Araçlardan iniyoruz. Doyasıya aşağılara bakıyoruz. Uzayıp giden Turkuaz Gölü. Bir zamanlar birkaç çayın birleşerek oluşturduğu Ermenek Çayı yatağı sularla dolmuş. Gölün içinde yavaş, yavaş başlayan buharlaşmayı görüyoruz. Karşıda Ermenek ve Mut yolu. Aşağılarda su altında kalan Görmeli Köyü.
Tekrar aşağılara doğru aracımız
iniyor. Biz sola sapıyoruz. Kazancı – Anamur levhası var. Bir süre sonra Zeyve
pazarına ulaşıyoruz. Bir çok yerde olduğu gibi levhalar asılmış. Yayla Pazarı
diyorlar. 500 yıllık Zeyve pazarı adını silmek istiyorlar. Ne kadar
hevesliler. Zeyne’yi Sütlüce yapmak,
şimdi daha iyi anlıyorum; şu Tunceli, Dersim ad koyma yarışını.
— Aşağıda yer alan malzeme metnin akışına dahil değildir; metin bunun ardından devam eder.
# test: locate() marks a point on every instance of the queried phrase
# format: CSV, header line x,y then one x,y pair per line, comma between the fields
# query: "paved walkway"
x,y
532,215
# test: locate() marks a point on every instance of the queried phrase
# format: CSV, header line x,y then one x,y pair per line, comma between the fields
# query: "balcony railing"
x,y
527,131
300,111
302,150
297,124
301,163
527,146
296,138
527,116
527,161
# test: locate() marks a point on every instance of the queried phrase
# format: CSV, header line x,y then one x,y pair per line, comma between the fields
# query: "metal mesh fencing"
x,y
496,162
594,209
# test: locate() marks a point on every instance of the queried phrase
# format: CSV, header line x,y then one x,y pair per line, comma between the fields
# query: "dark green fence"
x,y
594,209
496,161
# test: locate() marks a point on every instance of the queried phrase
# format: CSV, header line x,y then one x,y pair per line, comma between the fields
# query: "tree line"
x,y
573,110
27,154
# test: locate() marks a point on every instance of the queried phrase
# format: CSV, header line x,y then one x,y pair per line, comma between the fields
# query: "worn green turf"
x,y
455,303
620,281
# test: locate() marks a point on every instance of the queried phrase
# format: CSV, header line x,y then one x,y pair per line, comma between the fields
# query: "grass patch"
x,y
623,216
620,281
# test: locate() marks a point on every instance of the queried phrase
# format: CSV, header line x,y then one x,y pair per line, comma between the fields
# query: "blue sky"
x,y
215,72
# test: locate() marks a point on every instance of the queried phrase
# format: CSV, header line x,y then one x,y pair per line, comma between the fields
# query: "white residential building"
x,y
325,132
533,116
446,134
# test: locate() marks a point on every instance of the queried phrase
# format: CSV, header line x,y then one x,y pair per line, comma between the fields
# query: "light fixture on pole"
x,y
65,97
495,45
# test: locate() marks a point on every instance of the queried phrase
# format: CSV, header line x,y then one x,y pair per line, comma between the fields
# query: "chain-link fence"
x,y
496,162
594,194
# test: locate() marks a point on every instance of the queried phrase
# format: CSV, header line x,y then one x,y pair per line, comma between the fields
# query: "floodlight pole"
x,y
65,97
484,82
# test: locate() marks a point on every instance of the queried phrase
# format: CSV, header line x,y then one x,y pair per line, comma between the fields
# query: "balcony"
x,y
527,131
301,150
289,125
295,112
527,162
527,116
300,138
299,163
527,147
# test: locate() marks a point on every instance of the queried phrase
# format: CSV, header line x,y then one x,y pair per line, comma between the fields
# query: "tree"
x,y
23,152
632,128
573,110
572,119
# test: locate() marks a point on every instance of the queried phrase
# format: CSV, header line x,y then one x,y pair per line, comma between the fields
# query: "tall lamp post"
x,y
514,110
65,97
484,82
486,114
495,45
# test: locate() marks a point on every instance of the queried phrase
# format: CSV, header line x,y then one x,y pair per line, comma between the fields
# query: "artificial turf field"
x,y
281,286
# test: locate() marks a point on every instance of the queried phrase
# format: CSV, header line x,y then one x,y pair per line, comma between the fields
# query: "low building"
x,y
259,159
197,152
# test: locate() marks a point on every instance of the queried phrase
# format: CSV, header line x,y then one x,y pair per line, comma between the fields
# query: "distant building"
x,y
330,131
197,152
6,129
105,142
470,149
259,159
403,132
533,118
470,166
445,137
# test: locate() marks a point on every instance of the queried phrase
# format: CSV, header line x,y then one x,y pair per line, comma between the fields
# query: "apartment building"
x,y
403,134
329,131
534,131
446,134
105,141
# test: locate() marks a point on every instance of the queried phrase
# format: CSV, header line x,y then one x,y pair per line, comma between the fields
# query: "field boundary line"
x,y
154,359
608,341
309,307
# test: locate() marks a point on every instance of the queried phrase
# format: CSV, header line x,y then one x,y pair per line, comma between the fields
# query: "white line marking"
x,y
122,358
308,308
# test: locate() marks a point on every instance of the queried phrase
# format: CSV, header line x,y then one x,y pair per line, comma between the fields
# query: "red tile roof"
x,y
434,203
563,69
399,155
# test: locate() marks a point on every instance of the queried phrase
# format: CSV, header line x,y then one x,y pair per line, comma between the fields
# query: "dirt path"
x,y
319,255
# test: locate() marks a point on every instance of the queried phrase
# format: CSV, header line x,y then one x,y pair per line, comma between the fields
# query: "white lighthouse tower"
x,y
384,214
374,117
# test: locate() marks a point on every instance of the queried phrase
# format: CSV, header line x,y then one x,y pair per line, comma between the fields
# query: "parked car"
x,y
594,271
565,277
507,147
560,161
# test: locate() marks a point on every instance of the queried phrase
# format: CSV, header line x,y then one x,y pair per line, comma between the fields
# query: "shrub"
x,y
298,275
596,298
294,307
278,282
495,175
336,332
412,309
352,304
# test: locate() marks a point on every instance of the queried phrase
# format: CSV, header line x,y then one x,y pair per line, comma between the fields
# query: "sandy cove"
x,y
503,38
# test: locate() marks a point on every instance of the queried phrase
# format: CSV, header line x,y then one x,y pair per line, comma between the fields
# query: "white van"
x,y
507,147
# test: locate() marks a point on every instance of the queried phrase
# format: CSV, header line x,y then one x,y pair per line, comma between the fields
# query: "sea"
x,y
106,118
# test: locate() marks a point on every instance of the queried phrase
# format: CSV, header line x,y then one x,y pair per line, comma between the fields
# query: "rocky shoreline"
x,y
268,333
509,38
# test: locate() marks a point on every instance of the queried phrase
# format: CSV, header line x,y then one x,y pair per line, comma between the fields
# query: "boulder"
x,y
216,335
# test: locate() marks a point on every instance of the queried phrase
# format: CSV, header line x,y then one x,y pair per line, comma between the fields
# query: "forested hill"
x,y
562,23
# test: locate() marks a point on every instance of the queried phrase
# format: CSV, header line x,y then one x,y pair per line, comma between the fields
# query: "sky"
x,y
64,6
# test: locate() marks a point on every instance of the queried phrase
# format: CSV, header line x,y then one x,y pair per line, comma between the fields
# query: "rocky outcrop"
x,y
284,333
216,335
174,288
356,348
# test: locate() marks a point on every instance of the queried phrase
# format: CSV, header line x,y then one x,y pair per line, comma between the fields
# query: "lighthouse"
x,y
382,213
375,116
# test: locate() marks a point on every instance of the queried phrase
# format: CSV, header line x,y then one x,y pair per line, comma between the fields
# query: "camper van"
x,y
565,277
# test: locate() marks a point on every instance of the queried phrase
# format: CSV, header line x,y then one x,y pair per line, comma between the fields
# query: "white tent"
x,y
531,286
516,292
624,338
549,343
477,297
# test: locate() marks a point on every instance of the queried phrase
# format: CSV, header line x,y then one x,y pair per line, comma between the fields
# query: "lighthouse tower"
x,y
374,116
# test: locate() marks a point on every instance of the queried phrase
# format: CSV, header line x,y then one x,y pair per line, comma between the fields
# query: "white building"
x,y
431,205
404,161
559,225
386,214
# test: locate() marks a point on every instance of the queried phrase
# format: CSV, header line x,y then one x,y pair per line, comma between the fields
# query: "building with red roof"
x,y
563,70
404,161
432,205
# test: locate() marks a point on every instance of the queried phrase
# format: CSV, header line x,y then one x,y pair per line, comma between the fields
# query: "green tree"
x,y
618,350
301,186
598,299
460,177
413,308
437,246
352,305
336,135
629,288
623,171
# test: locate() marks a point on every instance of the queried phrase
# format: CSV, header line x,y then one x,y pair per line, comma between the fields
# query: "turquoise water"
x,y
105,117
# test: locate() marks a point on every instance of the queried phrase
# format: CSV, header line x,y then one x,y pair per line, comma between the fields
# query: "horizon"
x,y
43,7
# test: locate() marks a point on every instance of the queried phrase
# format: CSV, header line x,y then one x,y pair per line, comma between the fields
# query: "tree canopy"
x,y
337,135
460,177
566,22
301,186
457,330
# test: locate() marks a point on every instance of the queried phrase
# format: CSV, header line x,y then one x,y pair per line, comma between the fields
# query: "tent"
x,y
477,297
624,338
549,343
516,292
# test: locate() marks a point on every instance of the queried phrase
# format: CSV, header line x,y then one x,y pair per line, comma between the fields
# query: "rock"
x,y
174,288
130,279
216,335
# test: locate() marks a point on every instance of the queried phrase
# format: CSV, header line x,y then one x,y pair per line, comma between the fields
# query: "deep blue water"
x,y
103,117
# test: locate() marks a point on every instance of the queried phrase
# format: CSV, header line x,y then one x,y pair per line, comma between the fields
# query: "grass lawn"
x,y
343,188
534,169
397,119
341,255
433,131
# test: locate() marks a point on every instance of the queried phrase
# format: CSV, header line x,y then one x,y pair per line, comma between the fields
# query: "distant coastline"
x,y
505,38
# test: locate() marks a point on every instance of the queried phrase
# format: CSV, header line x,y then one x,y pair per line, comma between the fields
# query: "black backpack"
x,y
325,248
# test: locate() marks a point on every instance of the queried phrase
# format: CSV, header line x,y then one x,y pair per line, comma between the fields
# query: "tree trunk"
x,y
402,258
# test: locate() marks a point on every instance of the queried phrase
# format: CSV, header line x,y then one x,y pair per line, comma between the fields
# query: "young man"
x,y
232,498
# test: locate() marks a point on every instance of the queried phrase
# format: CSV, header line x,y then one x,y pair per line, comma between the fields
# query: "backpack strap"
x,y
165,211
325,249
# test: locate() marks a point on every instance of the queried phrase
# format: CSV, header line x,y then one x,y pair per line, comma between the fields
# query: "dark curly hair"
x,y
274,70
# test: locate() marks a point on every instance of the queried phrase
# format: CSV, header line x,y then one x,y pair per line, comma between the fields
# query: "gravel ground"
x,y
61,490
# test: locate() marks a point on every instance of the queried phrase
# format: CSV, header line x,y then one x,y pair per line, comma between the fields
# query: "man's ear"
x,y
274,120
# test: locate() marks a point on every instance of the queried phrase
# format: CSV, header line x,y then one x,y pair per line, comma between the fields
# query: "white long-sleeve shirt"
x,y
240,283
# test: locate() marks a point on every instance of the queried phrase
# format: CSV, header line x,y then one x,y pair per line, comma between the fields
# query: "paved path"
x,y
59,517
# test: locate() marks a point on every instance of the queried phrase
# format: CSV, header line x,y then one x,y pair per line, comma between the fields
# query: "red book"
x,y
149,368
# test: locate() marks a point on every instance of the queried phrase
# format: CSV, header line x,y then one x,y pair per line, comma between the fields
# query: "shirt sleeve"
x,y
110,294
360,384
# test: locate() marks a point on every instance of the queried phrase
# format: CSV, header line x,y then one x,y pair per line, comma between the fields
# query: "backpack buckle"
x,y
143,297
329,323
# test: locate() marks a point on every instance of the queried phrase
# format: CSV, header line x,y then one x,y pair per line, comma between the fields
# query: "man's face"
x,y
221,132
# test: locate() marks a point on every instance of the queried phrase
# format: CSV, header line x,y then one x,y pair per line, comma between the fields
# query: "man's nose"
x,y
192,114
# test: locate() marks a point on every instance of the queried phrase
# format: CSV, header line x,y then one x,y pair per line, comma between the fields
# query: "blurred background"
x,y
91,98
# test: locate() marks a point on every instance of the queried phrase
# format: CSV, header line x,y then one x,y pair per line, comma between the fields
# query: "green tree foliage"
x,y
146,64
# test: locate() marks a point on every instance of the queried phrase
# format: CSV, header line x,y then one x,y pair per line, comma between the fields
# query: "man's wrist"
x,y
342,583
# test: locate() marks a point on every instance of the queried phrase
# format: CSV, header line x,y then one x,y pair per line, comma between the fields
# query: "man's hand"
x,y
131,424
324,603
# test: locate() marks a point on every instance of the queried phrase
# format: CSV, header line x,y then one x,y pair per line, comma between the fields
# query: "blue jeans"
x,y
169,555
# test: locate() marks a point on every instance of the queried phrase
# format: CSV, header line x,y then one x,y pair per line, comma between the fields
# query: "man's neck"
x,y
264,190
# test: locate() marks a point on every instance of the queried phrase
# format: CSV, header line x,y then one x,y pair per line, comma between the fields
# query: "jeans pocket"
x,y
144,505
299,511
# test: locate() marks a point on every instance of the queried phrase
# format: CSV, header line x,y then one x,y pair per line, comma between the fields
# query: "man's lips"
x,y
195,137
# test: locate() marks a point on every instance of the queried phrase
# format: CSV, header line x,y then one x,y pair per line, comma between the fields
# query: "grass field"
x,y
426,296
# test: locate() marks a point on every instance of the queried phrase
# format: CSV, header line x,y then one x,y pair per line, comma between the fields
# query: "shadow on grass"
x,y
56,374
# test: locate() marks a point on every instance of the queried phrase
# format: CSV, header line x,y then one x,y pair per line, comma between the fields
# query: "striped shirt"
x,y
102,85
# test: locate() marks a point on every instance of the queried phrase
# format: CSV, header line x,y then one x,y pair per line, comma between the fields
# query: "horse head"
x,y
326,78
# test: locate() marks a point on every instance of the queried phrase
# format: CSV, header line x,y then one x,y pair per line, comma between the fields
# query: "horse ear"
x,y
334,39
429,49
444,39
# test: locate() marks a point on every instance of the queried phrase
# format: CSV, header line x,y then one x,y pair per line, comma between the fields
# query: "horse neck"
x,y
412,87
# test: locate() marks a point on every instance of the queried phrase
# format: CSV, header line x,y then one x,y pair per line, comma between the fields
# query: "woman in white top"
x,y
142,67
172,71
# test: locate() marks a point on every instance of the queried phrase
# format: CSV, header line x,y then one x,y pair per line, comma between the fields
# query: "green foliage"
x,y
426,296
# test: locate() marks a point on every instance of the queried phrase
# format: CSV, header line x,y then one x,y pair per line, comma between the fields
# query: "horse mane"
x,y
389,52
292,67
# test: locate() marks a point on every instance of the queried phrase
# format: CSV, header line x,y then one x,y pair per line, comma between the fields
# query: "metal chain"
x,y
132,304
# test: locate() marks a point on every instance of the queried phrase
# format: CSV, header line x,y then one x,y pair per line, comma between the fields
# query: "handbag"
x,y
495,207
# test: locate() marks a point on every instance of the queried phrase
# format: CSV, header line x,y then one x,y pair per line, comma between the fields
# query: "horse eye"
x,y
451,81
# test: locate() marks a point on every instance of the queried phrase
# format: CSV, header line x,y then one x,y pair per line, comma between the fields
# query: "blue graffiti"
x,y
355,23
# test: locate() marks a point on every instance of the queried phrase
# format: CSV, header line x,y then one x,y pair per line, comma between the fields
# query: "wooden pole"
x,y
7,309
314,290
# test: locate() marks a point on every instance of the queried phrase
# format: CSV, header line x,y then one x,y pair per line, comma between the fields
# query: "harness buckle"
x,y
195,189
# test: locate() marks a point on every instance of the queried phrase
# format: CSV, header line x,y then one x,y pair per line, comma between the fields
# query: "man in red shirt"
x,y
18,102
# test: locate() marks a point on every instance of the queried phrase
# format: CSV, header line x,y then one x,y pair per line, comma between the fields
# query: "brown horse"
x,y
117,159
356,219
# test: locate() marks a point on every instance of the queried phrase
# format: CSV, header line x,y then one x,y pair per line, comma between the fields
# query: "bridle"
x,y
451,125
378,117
Zeyve pazarı girişinde araçlarımızdan
iniyoruz. Rehberimiz Ümit Halit Üçyıldız, değirmen yıkıklarının arasından suyun
gözüne giden patika yola yönlendiriyor. Patika yoldan ilerliyoruz. Suların sesi
geliyor, sonra suları ve dereyi görüyoruz. Patika yolları biraz daha
kolaylaştırsalar daha güzel olacak. Sulardan, taşlardan hoplaya, zıplaya suyun
gözüne ulaşıyoruz. Kış aylarında
fışkıran sular biraz çekilmiş, ama hala nemli toprak gözüküyor. Az ilerde
ağaçların, taşların, kayaların altından bungur bungur suların çıktığını
görüyoruz. Zeyve suları aşağılara doğru
akıyor. Şelaleler oluşturuyor.
Ağaçların altından, kayaların
arasından Pazar yerine doğru gidiyoruz.
Bu gün pazaryeri üniversite sınavı
nedeni ile sakin gözüküyor. Komşu köylerden Kazancı’dan üreticiler gelmişler.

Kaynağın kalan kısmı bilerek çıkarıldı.